Give the child the letters that he is going to need to spell the word, but in a random order, and have the child unscramble the letters to spell the word correctly (e.g. dinosaur: sraudnio).

Rather than presenting new spelling words in isolation and lists, present each new word in a sentence. For example, “T-Rex is the fiercest _  _  _  _  _  _  _  _  of the meat eating beasts.” Select the sentences and spelling words from the child’s readings, and write a blank for each missing letter.

Give the child a misspelled word and say, “This word is misspelled. Your job is to write the word in three different ways, and then, circle the spelling that ‘looks right’ to you. Be ready to defend your choice.”

Do visual recognition spelling exercises where you write the same word with three or four different spellings (only one spelling is correct) for the child to recognize and write down the correct spelling.
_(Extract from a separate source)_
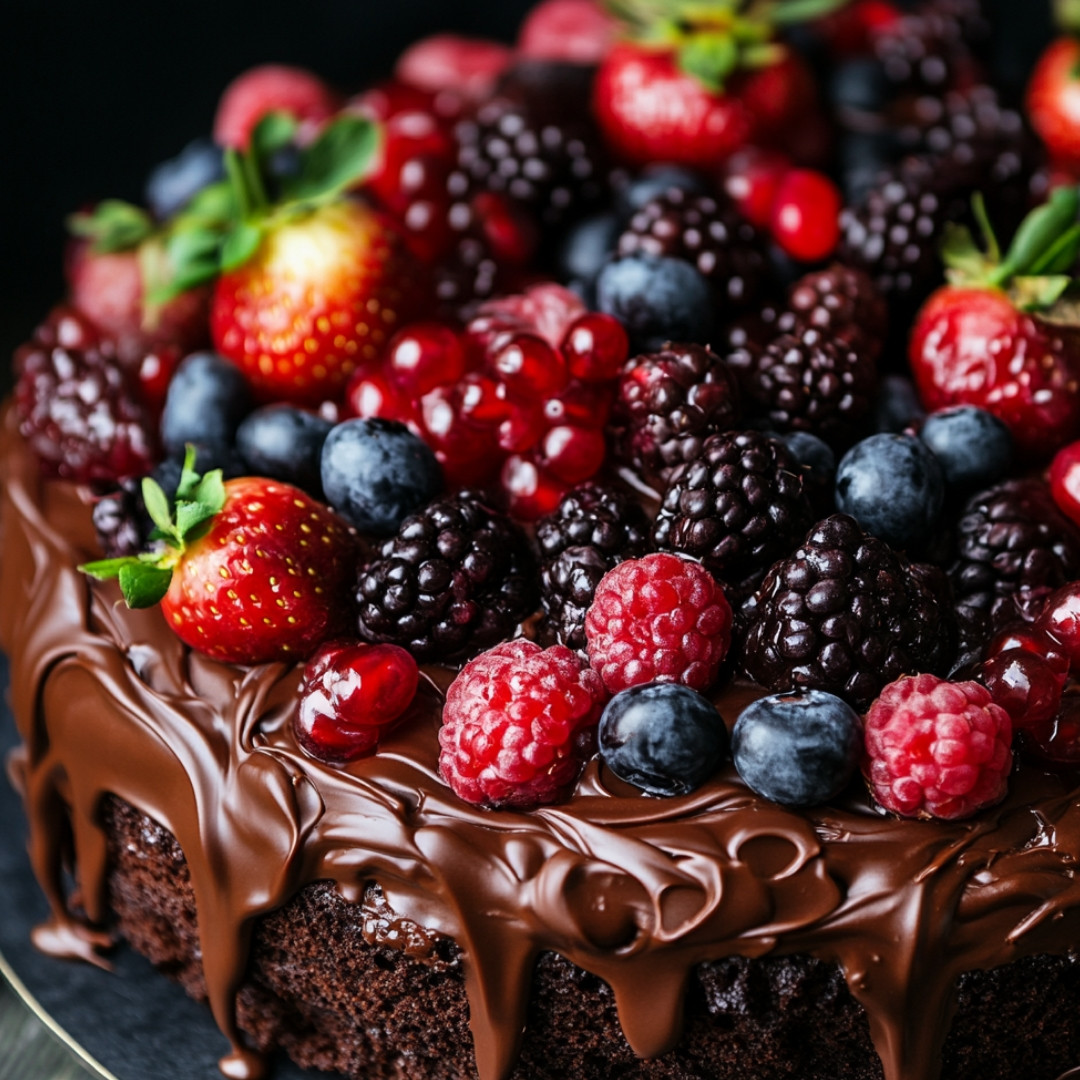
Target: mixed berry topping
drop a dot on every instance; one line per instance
(601, 339)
When you use lists of spelling words, it is better to include only words with the same visual patter, e.g. m  atch,   c  atch,   spl  atch   or  per  ish,   self  ish,   brown  ish.

Teach the child to “borrow words” she already knows to help her spell a new word; for example, joy-joyful,  horn-hornet;  mess  +  age= message.

Have the child search for words with the same visual spelling patterns in his readings.

3. Kinesthetic and/or Multisensory Strategies

With an older child, you can use a multisensory (seeing, hearing, and saying) chunk this word technique; for example, the child:

1.      Sees and hears the word
2.      Says the word fast
3.      Says the word in syllables or chunks
4.      Writes the word in syllables or chunks (assisted visually and/or orally if necessary)
5.      Writes the whole word from memory

To reinforce kinesthetically, have the child spell the word in syllables while jumping rope, bouncing a ball, or tossing a beanbag from one hand to the other.

Have the child practice writing the same word using five different writing tools; for example, using a marker, chalk, a pen, a crayon, and typing the word.

Have the child write the same word in five different ways; for example:

dinosaur:    DINOSAUR,   dinosaur,    di  no  saur,   DINO  saur,    dino  SAUR

You will get better results if the spelling practice is shorter but the new word is written in different ways, than with a longer practice where the same word is written the same way each time.

4. Individualize

Do not use separate lists for reading and spelling. The child’s spelling words should come from within her reading materials.

Have the child create her individualized spelling lists with the words that she frequently misspells.

5. Concluding Comments

In the school setting, spelling problems rank as one of the most common, and for some children, is also one of the most difficult to remediate. Children with weak auditory memory will have difficulty with phonetic spelling, or understanding how words sound. Children with deficits in visual memory will have difficulty recalling the visual features of words; that is, recalling how words look. A weak auditory and/or visual memory impairs the child’s ability to apply sound-letter correspondence to spell unfamiliar words. As an added problem, most weak spellers are inflexible in applying the right spelling strategy for the right word; for example, the child may try to spell a word like ought phonetically (using sound-symbol correspondence), when what the child needs to do is to recall the visual configuration of the word, or retrieve the word from sight memory. Children become spellers that are more efficient when they understand that there is a variety of approaches to spell different kinds of words, and when they keep a flexible approach in spelling new words. In other words, when the approach they are trying is not working, children need to remain flexible in changing the approach or the spelling technique, making sure that visual spelling strategies match visual word types, and auditory spelling strategies match auditory word types.